2022-05-03
Task: Create models to predict the electrical energy output of a Combined Cycle Power Plant
Predictive Models – (1) Exhaustive Search Linear Regression Model – (2) Stepwise Linear Regression Model
Predictor Variables: – Temperature (T) in the range 1.81°C to 37.11°C, – Ambient Pressure (AP) in the range 992.89-1033.30 milibar, – Relative Humidity (RH) in the range 25.56% to 100.16% – Exhaust Vacuum (V) in the range 25.36-81.56 cm Hg
Outcome Variable: – Net hourly electrical energy output (PE) 420.26-495.76 MW
Model performance – R2, RMSE, & MAE
R was used to create the models
## MODEL INFO:
## Observations: 7654
## Dependent Variable: PE
## Type: OLS linear regression
##
## MODEL FIT:
## F(4,7649) = 24925.15, p = 0.00
## R² = 0.93
## Adj. R² = 0.93
##
## Standard errors: OLS
## ---------------------------------------------------
## Est. S.E. t val. p
## ----------------- -------- ------- --------- ------
## (Intercept) 460.08 10.91 42.15 0.00
## AT -1.99 0.02 -115.87 0.00
## V -0.23 0.01 -28.13 0.00
## AP 0.06 0.01 5.35 0.00
## RH -0.16 0.00 -33.94 0.00
## ---------------------------------------------------
predictions <- best.model %>% predict(power_training)
data.frame(
R2 = R2(predictions, power_training$PE),
RMSE = RMSE(predictions, power_training$PE),
MAE = MAE(predictions, power_training$PE)
)## R2 RMSE MAE
## 1 0.9287468 4.555574 3.615614
power_intercept_only <- lm(PE ~ 1, data =power_training)
power_all <- lm(PE ~ ., data = power_training)
power_step <- stepAIC(power_intercept_only,
direction=c("both","backward",'forward'),
scope=list(lower=power_intercept_only, upper=power_all),
trace=0)
summ(power_step)## MODEL INFO:
## Observations: 7654
## Dependent Variable: PE
## Type: OLS linear regression
##
## MODEL FIT:
## F(4,7649) = 24925.15, p = 0.00
## R² = 0.93
## Adj. R² = 0.93
##
## Standard errors: OLS
## ---------------------------------------------------
## Est. S.E. t val. p
## ----------------- -------- ------- --------- ------
## (Intercept) 460.08 10.91 42.15 0.00
## AT -1.99 0.02 -115.87 0.00
## RH -0.16 0.00 -33.94 0.00
## V -0.23 0.01 -28.13 0.00
## AP 0.06 0.01 5.35 0.00
## ---------------------------------------------------
library(caret)
predictions <- power_step %>% predict(power_valid)
data.frame(
R2 = R2(predictions, power_valid$PE),
RMSE = RMSE(predictions, power_valid$PE),
MAE = MAE(predictions, power_valid$PE)
)## R2 RMSE MAE
## 1 0.9284334 4.564303 3.65499
The Stepwise regression package used the Akaike information criterion (AIC) to automatically select the variables. AIC is difficult to explain to non-data scientist members of the product team and does not allow for subject matter experts (SME) to contribute to the model building process.

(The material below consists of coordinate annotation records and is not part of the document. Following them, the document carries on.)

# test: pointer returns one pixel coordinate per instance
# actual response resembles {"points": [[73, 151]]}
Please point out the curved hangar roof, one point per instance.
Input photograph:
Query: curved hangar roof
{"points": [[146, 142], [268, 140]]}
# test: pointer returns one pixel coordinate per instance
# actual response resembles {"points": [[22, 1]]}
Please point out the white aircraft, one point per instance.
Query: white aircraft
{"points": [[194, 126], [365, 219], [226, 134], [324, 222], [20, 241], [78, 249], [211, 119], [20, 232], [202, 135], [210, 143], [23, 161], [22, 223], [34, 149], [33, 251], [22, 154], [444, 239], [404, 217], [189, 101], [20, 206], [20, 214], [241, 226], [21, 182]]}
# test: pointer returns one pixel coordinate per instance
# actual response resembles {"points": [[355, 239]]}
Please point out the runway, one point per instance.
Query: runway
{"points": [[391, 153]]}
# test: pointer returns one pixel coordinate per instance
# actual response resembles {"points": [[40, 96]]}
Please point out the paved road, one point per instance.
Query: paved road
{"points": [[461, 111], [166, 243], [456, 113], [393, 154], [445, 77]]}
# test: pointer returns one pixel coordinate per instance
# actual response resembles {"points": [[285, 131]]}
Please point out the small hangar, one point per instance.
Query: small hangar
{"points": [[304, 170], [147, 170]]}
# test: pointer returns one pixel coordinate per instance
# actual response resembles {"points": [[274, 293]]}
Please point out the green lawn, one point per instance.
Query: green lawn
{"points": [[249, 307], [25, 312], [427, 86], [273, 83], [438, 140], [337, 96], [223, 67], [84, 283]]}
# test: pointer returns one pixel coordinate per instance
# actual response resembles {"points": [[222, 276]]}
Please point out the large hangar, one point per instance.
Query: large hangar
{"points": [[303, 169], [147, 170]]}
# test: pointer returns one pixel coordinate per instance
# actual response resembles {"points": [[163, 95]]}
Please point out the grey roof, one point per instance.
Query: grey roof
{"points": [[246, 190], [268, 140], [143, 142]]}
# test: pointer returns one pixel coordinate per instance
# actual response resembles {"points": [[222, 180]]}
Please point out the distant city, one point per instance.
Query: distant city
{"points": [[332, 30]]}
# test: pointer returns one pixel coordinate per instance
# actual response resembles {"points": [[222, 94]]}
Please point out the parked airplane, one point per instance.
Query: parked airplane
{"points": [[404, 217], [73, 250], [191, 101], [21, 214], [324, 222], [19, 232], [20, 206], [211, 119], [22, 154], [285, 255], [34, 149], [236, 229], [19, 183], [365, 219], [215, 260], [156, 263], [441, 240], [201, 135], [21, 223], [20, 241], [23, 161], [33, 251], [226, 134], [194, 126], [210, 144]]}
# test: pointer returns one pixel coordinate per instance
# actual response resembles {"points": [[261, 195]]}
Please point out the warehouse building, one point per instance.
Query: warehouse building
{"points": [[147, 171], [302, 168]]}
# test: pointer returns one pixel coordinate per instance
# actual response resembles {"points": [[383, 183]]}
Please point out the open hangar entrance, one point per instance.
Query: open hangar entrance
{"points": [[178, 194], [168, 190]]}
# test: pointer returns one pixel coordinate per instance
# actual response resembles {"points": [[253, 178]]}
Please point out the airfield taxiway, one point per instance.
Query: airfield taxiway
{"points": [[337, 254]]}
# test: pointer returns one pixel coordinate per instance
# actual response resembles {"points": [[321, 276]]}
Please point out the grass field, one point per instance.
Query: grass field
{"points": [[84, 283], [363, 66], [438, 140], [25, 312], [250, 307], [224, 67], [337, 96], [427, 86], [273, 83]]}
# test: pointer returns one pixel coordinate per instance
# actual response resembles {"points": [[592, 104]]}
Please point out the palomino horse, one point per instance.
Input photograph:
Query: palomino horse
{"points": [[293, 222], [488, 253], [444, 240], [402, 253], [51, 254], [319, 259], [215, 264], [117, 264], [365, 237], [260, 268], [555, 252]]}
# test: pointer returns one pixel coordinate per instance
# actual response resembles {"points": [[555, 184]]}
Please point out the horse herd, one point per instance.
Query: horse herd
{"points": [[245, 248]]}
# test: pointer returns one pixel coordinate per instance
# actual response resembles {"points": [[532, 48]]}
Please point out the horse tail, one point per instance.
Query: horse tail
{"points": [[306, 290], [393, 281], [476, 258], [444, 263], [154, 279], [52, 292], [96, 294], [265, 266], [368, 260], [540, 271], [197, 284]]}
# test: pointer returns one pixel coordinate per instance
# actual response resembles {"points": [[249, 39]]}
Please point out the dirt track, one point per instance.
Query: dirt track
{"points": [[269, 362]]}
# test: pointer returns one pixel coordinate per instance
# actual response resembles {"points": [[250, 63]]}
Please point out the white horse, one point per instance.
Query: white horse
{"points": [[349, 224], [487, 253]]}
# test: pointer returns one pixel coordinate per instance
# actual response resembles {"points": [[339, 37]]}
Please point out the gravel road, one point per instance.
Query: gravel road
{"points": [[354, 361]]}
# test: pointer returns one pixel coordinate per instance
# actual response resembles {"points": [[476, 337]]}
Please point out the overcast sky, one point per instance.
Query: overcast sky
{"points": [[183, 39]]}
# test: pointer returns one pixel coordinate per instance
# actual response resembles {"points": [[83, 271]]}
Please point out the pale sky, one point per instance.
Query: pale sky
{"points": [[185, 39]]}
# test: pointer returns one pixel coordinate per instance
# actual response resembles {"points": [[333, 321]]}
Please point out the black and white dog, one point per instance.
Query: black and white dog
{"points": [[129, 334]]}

Exhaustive search regression selects the best model from all possible subsets according to goodness-of-fit criteria, which are easy to interpret. It is an ideal technique for model selection when the number of variables is less than 20. It also allows SME to contribute to the model building process.
With R2, RMSE, & MAE are similar for both approaches. I choose to use the Exhaustive search regression due to its explainability and parsimonious nature.